Tannase has esterase and depsidase activities (Farias, Gorbea, Elkins, & Griffin, 1994). Tannase causes complete hydrolysis of tannic acid and converts it into gallic acid and glucose. Intermediate products in this reaction include 1, 2, 3, 4, 6‐pentagalloyl glucose, 6, 4, 3, 2‐tetragalloyl glucose, and two types of mono‐galloyl glucose (Iibuchi, Minoda, & Yamada, 1972). Tannase affects the gallotannine ester linkages, as well as the gallotannins, ellagitannins, and complexed tannins; however it has no effect on the condensed tannins. This enzyme is capable of breaking the ester linkages but it does not have the ability to break the carbon–carbon bonding. Due to the mentioned mechanism, the tannase enzyme increases the amount of phenolic compounds (Haslam & Stangroom, 1966).
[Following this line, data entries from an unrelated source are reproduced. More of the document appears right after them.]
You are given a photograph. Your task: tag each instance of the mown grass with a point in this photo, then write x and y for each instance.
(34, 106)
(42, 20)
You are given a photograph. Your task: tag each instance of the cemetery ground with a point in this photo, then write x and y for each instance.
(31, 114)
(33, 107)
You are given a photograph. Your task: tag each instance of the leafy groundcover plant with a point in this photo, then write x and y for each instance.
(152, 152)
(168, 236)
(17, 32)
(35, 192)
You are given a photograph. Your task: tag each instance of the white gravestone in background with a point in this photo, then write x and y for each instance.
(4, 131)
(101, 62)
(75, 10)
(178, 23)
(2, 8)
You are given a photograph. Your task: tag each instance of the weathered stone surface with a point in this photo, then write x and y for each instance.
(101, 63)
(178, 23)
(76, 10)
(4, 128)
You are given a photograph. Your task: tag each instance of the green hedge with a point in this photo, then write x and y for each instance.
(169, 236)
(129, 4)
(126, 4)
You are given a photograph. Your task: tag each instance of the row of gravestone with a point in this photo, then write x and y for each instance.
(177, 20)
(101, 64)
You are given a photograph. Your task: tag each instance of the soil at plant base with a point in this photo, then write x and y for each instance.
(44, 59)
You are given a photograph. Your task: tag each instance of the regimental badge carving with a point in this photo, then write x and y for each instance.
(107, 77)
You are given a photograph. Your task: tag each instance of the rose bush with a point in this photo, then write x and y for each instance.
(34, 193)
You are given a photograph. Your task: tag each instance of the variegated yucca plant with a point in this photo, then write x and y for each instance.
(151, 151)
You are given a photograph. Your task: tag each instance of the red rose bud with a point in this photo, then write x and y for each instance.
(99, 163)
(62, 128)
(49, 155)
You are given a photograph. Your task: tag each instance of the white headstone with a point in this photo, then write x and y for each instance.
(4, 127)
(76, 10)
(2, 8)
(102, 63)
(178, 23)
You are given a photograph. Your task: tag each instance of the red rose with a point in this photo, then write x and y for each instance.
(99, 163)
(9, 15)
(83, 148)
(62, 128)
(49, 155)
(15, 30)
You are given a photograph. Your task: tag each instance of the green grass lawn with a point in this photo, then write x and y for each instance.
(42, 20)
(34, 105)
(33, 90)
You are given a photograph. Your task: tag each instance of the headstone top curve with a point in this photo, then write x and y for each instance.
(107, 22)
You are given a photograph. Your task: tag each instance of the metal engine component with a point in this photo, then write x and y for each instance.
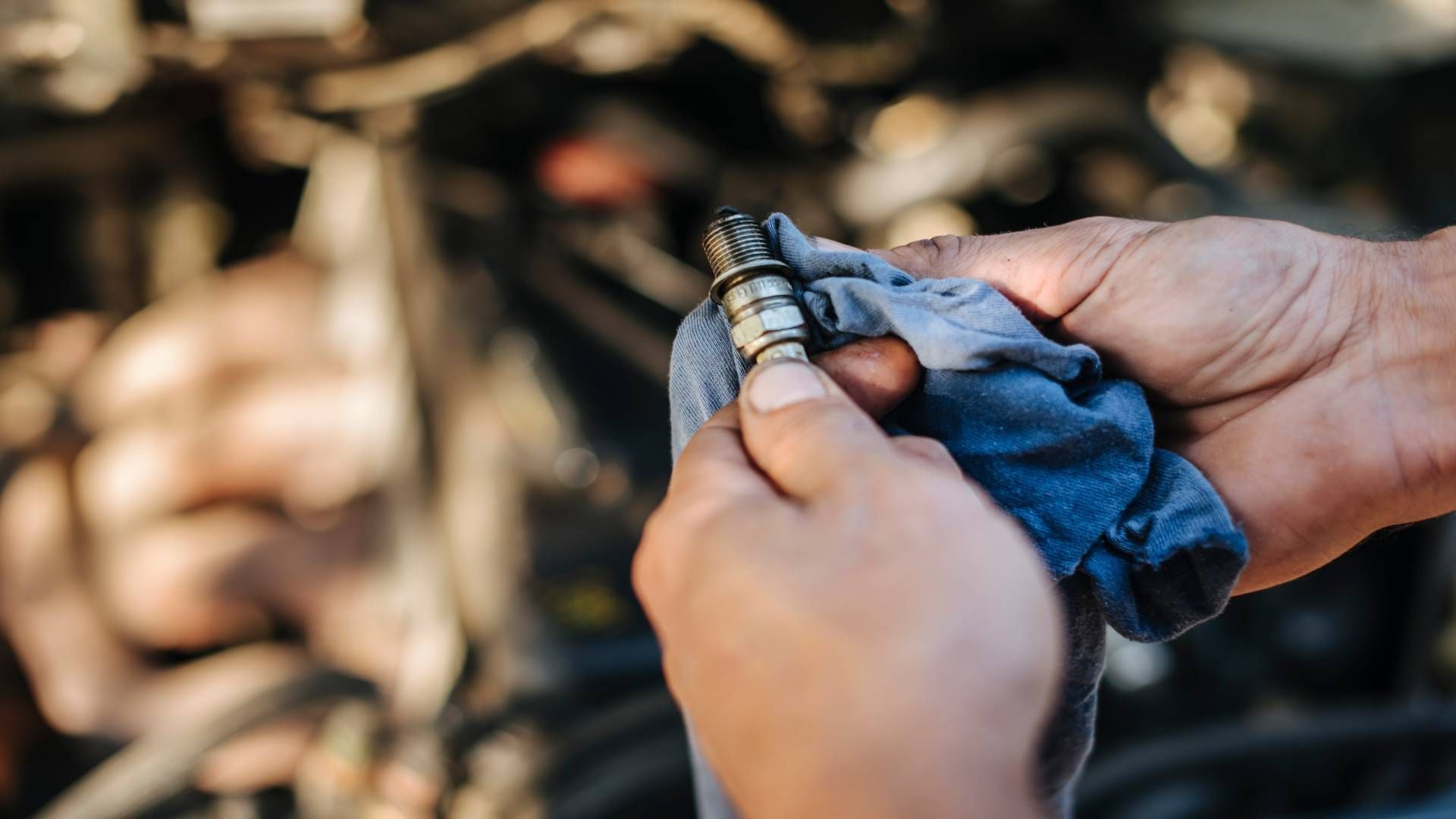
(753, 287)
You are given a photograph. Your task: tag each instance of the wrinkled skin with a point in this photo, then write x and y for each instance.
(836, 607)
(1307, 375)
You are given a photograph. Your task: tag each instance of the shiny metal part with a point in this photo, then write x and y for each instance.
(753, 287)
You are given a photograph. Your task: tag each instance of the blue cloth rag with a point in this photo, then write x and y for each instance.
(1134, 537)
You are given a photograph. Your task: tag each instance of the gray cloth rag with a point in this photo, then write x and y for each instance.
(1133, 535)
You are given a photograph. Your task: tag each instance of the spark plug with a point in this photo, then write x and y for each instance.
(753, 287)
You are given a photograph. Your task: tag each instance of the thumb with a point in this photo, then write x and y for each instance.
(1046, 271)
(804, 431)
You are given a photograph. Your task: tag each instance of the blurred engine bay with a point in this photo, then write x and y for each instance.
(500, 205)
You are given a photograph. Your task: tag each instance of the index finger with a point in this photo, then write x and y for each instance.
(715, 463)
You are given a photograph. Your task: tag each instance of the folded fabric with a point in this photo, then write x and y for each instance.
(1133, 535)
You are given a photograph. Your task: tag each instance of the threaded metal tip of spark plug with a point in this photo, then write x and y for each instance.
(753, 287)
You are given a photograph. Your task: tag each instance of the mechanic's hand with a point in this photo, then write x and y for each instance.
(1310, 376)
(852, 629)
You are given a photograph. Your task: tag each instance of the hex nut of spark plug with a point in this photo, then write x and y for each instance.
(753, 289)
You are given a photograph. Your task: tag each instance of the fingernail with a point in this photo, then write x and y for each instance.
(783, 384)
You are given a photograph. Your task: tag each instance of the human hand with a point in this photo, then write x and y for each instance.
(218, 490)
(851, 626)
(1307, 375)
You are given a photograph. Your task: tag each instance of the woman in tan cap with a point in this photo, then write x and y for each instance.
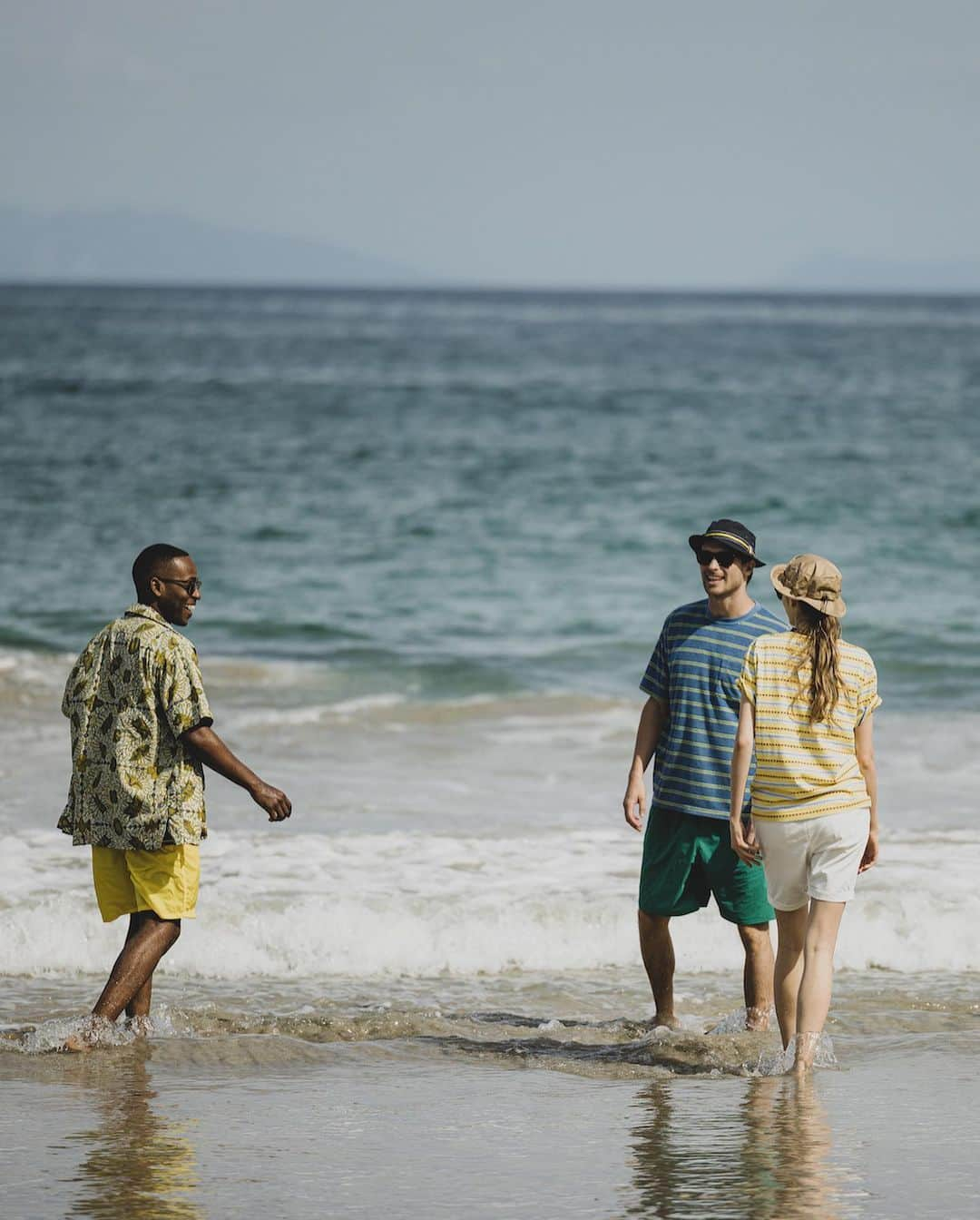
(806, 709)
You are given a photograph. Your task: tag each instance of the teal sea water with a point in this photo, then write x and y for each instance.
(449, 494)
(439, 534)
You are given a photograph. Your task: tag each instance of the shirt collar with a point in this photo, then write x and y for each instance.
(142, 612)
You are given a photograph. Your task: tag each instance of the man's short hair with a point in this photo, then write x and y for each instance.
(148, 564)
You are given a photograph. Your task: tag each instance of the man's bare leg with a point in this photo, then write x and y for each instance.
(813, 1004)
(131, 982)
(138, 1009)
(789, 971)
(757, 976)
(657, 950)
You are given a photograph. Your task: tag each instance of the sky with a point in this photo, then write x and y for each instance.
(635, 143)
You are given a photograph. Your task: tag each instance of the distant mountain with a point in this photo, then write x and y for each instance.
(838, 272)
(142, 248)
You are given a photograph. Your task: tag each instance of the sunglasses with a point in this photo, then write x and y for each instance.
(725, 557)
(191, 587)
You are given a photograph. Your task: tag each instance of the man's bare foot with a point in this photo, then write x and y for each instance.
(75, 1045)
(88, 1035)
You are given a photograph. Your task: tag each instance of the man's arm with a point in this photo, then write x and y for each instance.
(742, 840)
(205, 743)
(652, 719)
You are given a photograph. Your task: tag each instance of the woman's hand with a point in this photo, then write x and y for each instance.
(744, 842)
(870, 851)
3.2. Effect of solid to solvent ratio on the extraction yield of phenolic compounds
To optimize the solid to solvent ratio, the optimum concentration of each enzyme (pectinase: 3.8 U/ml, cellulase: 2.5 U/ml and tannase: 4 U/g) was used, and all factors were considered constant except the solid to solvent ratio (time: 3 h, particle size: 0.40–0.60 mm). The effect of solid to solvent ratio on the extraction yield of phenolic compounds was investigated at five different levels (1:20, 1:40, 1:80, 1:100, and 1:150 g/ml). This parameter had significant effect on the extraction yield. Increase of the solid to solvent ratio from 1:20 to 1:80 increased the extraction yield of phenolic compounds about, 25%, 63%, and 97% by using pectinase, cellulase, and tannase, respectively. Similar results involving the effect of the solid to solvent ratio on the extraction yield of phenolic compounds have previously been reported by other researchers (Cacace & Mazza, 2003; Fernández et al., 2015). Fernández et al. (2015) reported that the amount of extracted phenolic compounds from grape skin in the ratio of 1:100 g/ml (solid to liquid) was greater than in the ratio of 1:200 g/ml. These results are consistent with the principles of mass transfer. Accordingly, the driving force during the mass transfer is the concentration gradient between the solid and the bulk of the liquid, which is more when a lower solid to solvent ratio is used (Cacace & Mazza, 2003). It is to be noted that any increase in the solvent to solid ratio reduces the extraction efficiency. Increasing the solid to solvent ratio from 1:80 to 1:150 decreased the extraction yield of phenolic compounds about 10%, 41%, and 24% for the treatments containing pectinase, cellulose, and tannase, respectively. However, it seems that the amount of extracted phenolic compounds remained constant. Based on our results, the ratio of 1:80 g/ml was selected as an optimum ratio for extraction of phenolic compounds from PGH.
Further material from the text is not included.